Over the years, Peter Milligan’s comics have shown us that his stories never quite go down a normal route. That continues in Milligan and Brett Parson’s “New Romancer” #1, the start of a twelve-issue series that mixes deceased literature romantics and with the joys of online dating profiles. While “New Romancer” #1 is off to a slightly slow start, there’s enough interesting material here to warrant a look.
Milligan’s plot for “New Romancer” #1 takes a basic story concept — bringing historical figures to life in the present day — and gives it a unique twist by basing their personas in the personality matrix of online dating profiles. At the center of this idea is Lexy, a programmer whose wistful notions of figures like Giacomo Casanova and Lord Byron collide with the 21st century, but whose romance algorithms entangle with a golem project of her old employer to bring many of those faces to life.
A lot of “New Romancer” #1 feels very familiar; the figures of the past adjusting to the present is something we’ve seen more times than we can count. The biggest strength for the comic, then, is Lexy. Her justification for creating the dating profiles is interesting, and her status as a pariah among the computer field is intriguing. It feels like there’s more than just sour grapes for why Incubator has so effectively blackballed her, and Milligan shows just enough on that front that it looks like we’re heading towards something larger in the remaining issues. I also appreciated how Milligan isn’t afraid to go dark with the resurrected figures in the first issue. The final scene with Casanova gives us a depiction of the figure that doesn’t fit with the romanticized ideal most are used to. This is dangerous and creepy, something much more than we first see in Lexy’s encounter with Lord Byron. It gives me high hopes for what’s to come.

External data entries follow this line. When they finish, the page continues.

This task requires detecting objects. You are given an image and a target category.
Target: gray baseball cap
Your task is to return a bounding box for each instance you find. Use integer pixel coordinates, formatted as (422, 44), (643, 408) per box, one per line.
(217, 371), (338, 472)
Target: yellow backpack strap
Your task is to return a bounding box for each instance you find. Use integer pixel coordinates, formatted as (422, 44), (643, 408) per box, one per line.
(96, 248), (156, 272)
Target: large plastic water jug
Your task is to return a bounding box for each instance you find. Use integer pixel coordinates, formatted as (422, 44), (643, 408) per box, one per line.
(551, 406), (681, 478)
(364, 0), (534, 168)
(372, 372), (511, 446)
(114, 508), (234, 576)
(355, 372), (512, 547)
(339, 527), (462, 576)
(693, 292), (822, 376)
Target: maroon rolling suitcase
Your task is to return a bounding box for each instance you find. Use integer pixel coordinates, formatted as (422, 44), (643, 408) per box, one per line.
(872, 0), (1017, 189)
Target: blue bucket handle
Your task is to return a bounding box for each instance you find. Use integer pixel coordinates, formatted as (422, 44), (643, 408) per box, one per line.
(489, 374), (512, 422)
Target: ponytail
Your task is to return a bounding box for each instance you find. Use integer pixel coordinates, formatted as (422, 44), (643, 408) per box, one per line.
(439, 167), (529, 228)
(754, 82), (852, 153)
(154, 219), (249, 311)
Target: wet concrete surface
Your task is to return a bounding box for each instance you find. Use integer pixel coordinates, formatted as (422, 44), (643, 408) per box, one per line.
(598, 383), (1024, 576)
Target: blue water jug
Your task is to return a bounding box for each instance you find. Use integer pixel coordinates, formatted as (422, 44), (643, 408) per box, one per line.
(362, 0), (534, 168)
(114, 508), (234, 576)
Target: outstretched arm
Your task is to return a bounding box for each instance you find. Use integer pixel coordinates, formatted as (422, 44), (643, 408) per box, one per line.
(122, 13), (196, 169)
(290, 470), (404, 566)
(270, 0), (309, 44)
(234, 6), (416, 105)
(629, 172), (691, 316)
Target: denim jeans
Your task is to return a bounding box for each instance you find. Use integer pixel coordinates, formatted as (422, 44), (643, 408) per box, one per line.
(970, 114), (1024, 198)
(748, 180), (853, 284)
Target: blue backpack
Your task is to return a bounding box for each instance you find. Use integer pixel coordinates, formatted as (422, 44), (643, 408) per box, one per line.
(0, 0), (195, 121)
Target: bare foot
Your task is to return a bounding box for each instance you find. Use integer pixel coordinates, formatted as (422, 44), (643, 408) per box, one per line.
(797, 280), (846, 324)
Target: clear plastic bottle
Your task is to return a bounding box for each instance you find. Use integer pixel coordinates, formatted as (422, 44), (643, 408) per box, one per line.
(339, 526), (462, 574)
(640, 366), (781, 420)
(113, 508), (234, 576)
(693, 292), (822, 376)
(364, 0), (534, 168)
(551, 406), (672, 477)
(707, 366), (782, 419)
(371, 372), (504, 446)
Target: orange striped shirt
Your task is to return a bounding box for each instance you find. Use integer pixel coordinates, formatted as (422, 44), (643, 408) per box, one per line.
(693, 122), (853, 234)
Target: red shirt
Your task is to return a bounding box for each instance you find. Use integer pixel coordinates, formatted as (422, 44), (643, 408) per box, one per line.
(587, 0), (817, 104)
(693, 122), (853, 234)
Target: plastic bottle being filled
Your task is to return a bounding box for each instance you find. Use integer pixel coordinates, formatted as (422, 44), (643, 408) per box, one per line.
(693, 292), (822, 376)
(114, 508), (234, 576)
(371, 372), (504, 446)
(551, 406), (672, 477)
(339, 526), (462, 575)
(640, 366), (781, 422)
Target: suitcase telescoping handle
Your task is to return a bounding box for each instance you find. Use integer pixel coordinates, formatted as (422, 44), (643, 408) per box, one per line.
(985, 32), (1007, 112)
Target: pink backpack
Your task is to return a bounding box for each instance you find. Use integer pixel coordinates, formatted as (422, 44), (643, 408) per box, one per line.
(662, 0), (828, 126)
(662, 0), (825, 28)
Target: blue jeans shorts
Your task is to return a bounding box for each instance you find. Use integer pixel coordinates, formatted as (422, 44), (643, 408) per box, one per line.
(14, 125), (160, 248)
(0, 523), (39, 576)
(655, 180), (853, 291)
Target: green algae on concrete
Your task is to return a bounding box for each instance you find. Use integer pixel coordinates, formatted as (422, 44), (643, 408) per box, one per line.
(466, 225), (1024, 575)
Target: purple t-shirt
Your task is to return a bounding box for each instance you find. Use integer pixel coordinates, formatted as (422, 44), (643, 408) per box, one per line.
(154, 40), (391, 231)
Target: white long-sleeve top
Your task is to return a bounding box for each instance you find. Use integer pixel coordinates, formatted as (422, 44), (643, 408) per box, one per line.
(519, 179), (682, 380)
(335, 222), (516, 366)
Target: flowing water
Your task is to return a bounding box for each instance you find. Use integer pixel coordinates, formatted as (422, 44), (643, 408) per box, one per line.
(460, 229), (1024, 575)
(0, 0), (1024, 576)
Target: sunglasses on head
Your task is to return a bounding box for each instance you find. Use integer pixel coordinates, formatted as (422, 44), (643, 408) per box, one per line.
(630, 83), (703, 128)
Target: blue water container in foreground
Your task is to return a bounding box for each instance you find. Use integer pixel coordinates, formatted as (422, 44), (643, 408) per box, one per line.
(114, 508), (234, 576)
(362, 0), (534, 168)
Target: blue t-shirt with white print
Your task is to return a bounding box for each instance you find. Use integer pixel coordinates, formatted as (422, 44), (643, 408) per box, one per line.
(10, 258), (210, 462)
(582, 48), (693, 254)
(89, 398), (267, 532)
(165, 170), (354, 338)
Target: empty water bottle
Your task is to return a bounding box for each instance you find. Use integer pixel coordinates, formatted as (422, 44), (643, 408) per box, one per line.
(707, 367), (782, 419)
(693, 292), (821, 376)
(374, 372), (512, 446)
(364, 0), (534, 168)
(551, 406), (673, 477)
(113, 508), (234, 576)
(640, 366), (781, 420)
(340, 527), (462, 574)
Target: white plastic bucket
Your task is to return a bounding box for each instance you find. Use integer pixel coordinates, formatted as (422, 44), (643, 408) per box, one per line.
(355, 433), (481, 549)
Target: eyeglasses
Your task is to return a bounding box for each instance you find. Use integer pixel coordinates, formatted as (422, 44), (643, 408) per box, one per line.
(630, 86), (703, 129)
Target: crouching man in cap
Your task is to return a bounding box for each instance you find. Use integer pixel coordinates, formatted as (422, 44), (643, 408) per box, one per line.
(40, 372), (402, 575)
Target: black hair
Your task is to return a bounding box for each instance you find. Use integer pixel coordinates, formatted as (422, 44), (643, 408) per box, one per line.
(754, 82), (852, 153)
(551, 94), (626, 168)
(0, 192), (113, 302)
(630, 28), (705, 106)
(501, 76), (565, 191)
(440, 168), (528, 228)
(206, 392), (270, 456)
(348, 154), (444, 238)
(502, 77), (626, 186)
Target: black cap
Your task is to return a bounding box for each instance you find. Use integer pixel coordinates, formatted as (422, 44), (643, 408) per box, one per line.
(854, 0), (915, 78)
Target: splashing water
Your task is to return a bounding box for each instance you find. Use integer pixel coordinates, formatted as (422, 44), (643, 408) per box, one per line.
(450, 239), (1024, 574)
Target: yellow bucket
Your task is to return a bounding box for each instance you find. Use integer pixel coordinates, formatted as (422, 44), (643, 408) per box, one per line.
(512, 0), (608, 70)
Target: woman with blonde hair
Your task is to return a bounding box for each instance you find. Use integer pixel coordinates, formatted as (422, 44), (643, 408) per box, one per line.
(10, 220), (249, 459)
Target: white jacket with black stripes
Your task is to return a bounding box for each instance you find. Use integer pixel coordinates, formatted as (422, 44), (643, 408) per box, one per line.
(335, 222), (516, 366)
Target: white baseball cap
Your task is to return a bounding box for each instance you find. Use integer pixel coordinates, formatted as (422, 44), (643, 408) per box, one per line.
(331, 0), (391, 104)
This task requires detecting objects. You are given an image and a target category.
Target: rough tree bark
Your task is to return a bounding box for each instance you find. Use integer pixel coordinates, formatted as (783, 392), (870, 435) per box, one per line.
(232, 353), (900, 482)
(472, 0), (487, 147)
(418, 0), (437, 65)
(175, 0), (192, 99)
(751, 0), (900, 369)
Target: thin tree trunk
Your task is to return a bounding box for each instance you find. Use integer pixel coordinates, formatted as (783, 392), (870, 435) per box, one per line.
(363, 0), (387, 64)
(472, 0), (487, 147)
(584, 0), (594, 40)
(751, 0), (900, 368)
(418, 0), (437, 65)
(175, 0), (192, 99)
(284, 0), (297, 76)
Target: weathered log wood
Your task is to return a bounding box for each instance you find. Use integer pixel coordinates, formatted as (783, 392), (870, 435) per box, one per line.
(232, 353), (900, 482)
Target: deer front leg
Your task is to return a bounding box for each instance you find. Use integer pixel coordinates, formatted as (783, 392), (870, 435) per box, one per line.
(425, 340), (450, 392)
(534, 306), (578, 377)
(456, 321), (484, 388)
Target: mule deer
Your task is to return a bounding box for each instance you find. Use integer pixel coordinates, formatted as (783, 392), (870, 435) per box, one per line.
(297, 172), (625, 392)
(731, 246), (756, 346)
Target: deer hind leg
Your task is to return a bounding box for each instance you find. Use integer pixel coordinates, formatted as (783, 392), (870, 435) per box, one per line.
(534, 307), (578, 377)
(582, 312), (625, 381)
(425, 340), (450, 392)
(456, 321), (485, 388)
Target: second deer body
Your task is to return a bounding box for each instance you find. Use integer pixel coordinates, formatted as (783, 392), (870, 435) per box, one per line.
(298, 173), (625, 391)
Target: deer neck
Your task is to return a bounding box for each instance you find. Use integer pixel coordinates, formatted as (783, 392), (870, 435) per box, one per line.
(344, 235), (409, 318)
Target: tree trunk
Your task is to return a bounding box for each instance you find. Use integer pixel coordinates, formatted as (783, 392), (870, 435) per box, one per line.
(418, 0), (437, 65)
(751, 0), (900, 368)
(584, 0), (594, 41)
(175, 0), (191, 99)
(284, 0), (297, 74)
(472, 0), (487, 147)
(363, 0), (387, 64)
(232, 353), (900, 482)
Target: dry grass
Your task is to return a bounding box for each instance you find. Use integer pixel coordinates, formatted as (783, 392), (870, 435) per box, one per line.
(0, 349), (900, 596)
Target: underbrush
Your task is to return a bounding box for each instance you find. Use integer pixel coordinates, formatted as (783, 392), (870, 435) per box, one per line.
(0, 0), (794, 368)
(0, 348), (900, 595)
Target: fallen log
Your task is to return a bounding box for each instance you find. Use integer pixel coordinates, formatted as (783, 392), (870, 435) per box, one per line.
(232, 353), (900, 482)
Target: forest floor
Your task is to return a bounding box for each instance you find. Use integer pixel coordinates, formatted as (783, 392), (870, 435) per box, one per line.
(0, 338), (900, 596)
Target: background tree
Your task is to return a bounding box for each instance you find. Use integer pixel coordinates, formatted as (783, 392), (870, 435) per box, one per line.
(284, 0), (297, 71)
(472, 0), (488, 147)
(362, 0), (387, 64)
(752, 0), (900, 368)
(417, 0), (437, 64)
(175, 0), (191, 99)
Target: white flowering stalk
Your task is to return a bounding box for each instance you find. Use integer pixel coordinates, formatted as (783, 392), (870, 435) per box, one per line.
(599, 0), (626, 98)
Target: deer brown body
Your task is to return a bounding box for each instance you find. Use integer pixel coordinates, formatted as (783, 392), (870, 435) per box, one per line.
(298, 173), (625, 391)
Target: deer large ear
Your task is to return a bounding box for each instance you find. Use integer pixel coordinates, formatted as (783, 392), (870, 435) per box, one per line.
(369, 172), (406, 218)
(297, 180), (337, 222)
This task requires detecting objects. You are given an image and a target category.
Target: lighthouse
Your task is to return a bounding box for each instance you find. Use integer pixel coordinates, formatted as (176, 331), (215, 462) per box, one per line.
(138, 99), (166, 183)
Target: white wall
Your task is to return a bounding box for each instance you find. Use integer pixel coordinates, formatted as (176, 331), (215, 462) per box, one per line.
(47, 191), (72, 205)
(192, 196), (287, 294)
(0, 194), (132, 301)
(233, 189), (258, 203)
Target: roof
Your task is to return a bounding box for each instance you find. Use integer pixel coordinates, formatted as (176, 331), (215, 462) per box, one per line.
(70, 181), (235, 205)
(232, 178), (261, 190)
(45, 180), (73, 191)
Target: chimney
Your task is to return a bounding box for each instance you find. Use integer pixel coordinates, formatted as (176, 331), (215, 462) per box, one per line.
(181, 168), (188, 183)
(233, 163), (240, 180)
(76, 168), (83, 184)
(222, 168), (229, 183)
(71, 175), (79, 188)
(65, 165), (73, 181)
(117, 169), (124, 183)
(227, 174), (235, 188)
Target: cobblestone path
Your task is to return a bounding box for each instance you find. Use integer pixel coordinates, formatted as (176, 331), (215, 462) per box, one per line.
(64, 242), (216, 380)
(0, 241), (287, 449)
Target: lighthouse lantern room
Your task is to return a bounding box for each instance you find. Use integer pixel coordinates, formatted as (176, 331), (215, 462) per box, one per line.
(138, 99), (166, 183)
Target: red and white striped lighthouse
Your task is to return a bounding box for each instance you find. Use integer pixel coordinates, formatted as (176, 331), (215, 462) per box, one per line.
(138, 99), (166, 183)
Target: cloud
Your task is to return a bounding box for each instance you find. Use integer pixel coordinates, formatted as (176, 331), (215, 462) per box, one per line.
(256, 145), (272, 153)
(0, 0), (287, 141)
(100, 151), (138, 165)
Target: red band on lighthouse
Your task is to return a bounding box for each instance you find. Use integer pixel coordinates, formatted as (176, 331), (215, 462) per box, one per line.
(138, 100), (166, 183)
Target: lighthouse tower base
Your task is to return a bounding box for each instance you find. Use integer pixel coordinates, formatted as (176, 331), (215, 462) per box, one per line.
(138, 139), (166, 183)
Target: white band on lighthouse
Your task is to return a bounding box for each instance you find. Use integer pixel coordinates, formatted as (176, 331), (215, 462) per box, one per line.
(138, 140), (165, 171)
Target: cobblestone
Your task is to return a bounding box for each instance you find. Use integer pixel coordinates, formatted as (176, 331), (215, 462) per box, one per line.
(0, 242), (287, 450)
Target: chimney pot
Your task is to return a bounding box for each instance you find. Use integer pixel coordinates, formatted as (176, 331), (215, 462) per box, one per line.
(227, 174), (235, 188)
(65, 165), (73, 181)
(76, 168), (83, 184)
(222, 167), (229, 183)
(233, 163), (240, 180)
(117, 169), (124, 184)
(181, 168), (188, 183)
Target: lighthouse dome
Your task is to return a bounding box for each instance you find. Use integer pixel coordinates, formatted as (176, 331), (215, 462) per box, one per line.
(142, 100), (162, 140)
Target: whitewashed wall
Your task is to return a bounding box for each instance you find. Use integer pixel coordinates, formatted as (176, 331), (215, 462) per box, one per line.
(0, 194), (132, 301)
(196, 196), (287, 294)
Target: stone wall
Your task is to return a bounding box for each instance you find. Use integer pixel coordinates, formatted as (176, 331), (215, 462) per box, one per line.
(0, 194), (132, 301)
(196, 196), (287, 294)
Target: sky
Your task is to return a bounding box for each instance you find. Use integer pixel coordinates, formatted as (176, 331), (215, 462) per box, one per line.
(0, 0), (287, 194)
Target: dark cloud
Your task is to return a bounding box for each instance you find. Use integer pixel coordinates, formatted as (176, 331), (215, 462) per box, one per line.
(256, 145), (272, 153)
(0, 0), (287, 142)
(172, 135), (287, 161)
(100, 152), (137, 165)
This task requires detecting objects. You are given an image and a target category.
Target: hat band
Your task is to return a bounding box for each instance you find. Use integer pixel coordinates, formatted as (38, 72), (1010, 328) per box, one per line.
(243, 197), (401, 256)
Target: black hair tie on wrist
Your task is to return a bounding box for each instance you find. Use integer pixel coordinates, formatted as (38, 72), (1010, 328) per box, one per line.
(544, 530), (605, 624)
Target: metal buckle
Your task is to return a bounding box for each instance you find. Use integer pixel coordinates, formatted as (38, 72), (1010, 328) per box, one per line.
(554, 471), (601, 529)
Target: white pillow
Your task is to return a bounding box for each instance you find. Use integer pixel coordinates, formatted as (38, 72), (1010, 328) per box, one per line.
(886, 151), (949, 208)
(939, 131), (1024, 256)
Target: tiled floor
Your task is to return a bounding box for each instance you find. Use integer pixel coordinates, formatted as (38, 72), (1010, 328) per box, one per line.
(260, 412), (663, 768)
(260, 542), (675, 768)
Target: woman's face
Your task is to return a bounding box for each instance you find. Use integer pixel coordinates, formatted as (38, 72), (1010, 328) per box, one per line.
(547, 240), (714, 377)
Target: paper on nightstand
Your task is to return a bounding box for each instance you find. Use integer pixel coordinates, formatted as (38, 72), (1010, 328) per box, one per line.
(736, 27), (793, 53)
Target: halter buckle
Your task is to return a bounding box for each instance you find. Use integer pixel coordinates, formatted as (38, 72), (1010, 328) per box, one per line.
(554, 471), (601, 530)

Parson’s art is good here, reminding me of artists like Philip Bond and J. Scott Campbell with his slightly blocky features on his characters (locks of hair, square noses) that somehow still maintain a sleek profile. When Lexy stands up and shakes her fist when confronted about the New Romancer project, it could have come across a little too cliched in other hands, but I appreciated that Parson gives her a real energy in that scene. Similarly, the scene in the club could have been just a mass of people, but I like how there are different postures and actions going on, even as Lord Byron’s overall fear of 21st century attitudes comes across clearly. I definitely want to see more of Parson even after “New Romancer” concludes next year.
“New Romancer” #1 is an all right start, but it’s a little slow at first as it clearly sets up what’s still to come. In the end, that’s reasonable so long as things pick up a bit in the next installment; there are just enough hooks here to make people come back. Those last three pages give me enough hope for what’s still on the horizon that I want to see what happens next. Milligan and Parson are determined to show us that romance isn’t dead just yet.